Pouvons-nous, pour autant, nous satisfaire de l’arsenal législatif dont nous disposons à ce jour ? Non, assurément. Je tiens donc à rendre hommage à notre collègue Nathalie Kosciusko-Morizet pour avoir pris cette initiative et pour avoir porté à la discussion un sujet essentiel. J’espère, monsieur le ministre et mes chers collègues de la majorité, que nous saurons tout à l’heure nous retrouver tous ensemble pour nous engager dans cette direction, qui est une bonne direction. Nous répondrons ainsi à une attente de nos concitoyens.
Nous en sommes bien conscients, le volet répressif, pour complet qu’il soit, ne permettra jamais d’éradiquer totalement la menace. Pour autant, le groupe UDI considère que nous pouvons aller plus loin en la matière. C’est dans cet esprit que nous vous avions fait d’autres propositions lors des débats et que nous sommes favorables à la proposition de loi renforçant la lutte contre le terrorisme que nous avons examinée tout à l’heure.
Il est vrai que beaucoup de propositions ont été formulées et examinées en matière de lutte contre le terrorisme, mais le présent texte a le mérite de proposer une solution nouvelle qui pallie un vrai manque juridique. En effet, il tend à permettre aux autorités administratives et judiciaires d’intervenir plus largement en amont. Combattre le terrorisme, c’est aussi et surtout prévenir la commission d’actes terroristes en s’attaquant aux racines du mal, en agissant aux origines du phénomène, en l’occurrence en luttant contre la prolifération d’idéologies salafistes radicales.
Bien évidemment, la radicalité politico-religieuse n’est pas l’unique cause du passage au terrorisme, mais c’est une cause importante et nous devons impérativement la prendre en considération. Les discours et les enseignements prônant la supériorité des lois religieuses sur les principes constitutionnels et fondamentaux de la République sont, pour une part, responsables du phénomène extrêmement préoccupant de la radicalisation, qui concerne, semble-t-il, bon nombre de nos concitoyens et de personnes résidant en France, jeunes ou moins jeunes. Ils s’opposent frontalement au principe de laïcité auquel nous sommes très attachés.
Sous des apparences trompeuses, difficilement décelables, sous des propos parfois lissés, ainsi que l’a évoqué Mme la rapporteure, les prédicateurs incitent à la haine qui peut mener au passage à l’acte. Ces prédicateurs diffusent leur idéologie via la création de salles de prière et d’associations, en dirigeant des lieux de culte, voire en en prenant le contrôle, ou en propageant leurs idées radicales dans des ouvrages et sur des sites internet.

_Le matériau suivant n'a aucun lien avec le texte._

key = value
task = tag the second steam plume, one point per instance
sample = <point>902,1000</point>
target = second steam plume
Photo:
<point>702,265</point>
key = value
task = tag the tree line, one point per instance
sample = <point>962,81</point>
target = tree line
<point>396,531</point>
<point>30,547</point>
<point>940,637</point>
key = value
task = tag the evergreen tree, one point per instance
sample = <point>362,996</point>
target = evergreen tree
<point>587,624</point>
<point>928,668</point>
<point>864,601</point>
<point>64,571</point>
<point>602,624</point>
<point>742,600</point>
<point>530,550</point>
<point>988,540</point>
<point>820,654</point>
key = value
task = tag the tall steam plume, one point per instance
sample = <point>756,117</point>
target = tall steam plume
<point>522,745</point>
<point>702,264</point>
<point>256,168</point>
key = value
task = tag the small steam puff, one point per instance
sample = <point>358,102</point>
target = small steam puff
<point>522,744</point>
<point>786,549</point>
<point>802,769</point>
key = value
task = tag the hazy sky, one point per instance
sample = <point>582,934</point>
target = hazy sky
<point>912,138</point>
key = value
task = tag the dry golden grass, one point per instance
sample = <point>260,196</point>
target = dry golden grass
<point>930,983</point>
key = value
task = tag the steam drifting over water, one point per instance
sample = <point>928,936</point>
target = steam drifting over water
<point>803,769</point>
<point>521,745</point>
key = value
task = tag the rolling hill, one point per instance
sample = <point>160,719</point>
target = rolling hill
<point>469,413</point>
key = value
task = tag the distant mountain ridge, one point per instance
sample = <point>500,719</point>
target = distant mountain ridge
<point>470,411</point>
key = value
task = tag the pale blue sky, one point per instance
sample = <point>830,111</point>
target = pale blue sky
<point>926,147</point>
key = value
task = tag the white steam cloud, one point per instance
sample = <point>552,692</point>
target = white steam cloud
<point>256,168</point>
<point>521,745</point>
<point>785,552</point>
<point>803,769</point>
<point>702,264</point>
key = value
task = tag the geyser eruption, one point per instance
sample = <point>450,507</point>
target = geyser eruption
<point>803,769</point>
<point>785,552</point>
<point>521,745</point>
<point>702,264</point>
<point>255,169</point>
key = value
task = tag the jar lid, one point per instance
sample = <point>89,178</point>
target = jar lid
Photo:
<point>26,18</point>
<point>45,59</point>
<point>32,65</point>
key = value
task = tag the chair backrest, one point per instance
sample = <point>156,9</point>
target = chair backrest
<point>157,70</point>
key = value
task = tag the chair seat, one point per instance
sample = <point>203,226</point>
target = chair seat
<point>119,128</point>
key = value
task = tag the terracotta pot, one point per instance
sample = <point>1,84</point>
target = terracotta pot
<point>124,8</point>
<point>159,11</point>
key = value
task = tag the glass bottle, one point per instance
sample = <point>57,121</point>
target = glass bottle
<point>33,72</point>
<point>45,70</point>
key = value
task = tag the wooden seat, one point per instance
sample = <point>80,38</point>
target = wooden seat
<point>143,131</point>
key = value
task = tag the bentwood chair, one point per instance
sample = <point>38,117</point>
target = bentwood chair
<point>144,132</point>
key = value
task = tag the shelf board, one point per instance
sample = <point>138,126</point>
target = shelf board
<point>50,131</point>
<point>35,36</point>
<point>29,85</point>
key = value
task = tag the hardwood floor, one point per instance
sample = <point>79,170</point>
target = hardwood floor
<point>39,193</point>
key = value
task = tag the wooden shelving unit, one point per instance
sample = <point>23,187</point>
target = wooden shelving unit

Les outils juridiques à notre disposition pour lutter contre la diffusion de cette idéologie mortifère sont parcellaires et inadaptés. Le présent texte prévoit donc la création d’un délit dont l’appellation ne figure pas à ce jour dans le code pénal : celui de prédication subversive. Ce terme couvrirait le prêche, l’enseignement et la propagande, par des paroles ou des écrits réitérés, d’une idéologie qui fait prévaloir l’interprétation d’un texte religieux sur les principes constitutionnels et fondamentaux de la République.
Dans le droit en vigueur, l’exercice d’influences néfastes sur le public est essentiellement réprimé dans le cadre d’incriminations de provocation à la commission d’actes ou d’apologie. Il peut être sanctionné dans le cadre du régime des infractions de presse s’il se fait par un moyen de diffusion publique de la parole, de l’image ou de l’écrit. Il peut l’être également sur le fondement de la provocation à la commission d’actes terroristes et de l’apologie du terrorisme, grâce au transfert de ces incriminations, en 2014, de la loi du 29 juillet 1881 vers le nouvel article 421-2-5 du code pénal, qui en fait non plus des délits de presse mais des délits terroristes.
Mais qu’en est-il alors des propos subversifs lissés ou ambigus, qui n’appellent pas explicitement à commettre des actes de terrorisme ?
Les prédicateurs des idéologies salafistes peuvent également être incriminés par la loi de 1905, mais le dispositif que prévoit ce texte vise la seule provocation directe et ne mentionne pas, bien entendu, les communications électroniques en ligne. Il nous apparaît donc essentiel d’être particulièrement vigilants et proactifs en la matière afin de nous protéger mieux qu’aujourd’hui.
Le droit occulte ainsi tout un pan, celui de la radicalité politico-religieuse, souvent à l’origine du passage à l’acte terroriste.
La création d’un délit de prédication subversive, puni d’une peine de cinq ans d’emprisonnement et de 75 000 euros d’amende, semble donc combler utilement ce vide juridique. Cette mesure permettrait de poursuivre les auteurs de propos ou de contenus illégaux qui, jusqu’à ce jour, n’étaient pas inquiétés.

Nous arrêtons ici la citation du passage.